Back in July I posted about the construction of the second Y.M.C.A. on Governors Island in 1927. That building still stands, though it is boarded up and would need considerable work to be functional. With so many other wothwhile projects underway in the city-managed portion of the island, I don’t know when or if that would ever happen. As I mentioned in that post, the original Y.M.C.A. had its soft opening in July 1900. The ceremony was understated because those who can get out of Gotham during the dog days of summer do so. In other words, all the big shots were out of town. Well today, October 10, marks the anniversary of the grand opening of that first Governors Island Y.M.C.A.
The original Y–the first ever on a U.S. Army base–was funded by William E. Dodge Jr.
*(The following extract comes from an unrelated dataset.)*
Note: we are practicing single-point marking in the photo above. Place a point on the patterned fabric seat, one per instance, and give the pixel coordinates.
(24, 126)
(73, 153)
No one remembers who he was today, but Dodge was a member of one of the 19th century’s great merchant families. He also co-founded the Allotment Commission with Theodore Roosevelt Sr. during the American CIvil War. It says something about how young Roosevelt was when he died in 1878 that his friends and contemporaries were still going strong at the turn of the 20th century. Dodge said a few words on that October day. So did his son, the President of the Young Men’s Christian Association Cleveland H. Dodge.
One of the more interesting characters on hand was Joseph Wheeler. Yes, that Joe Wheeler. Wheeler had retired from the regular Army exactly one month earlier, on 10 September. In between his 1859 graduation from West Point he managed to fight as an officer in the Confederate infantry at Shiloh, command the cavalry of the Army of Mississippi, serve eight terms in Congress after the Civil War, and accept William McKinley’s call to service in the Spanish-American War. He fought in the Philippines as well. It was during the Spanish-American War that he came to know Theodore Roosevelt. Roosevelt had risen like a meteor after San Juan Hill and by 1900 he was McKinley’s running mate. The Y.M.C.A.’s ceremony fell in the middle of the 1900 presidential election. Roosevelt was in Indiana castigating Democratic presidential candidate William Jennings Bryan the day of the Y dedication.
It is unfortunate that the original Y.M.C.A. is no longer extant. I am not even certain where it stood–the closest I have gotten to a description is that it stood on the southwest part of the island. That could be anywhere. I have not been able to find any photographs either–and I have looked, believe me. Still, it was just as well that that first Y.M.C.A.–dedicated 114 years ago today–did not last. The Army loved it so much that they outgrew it so quickly. That is why they built the second, bigger and better one in the late 1920s. All told the Y.M.C.A. served its function on Governors Island for over sixty years.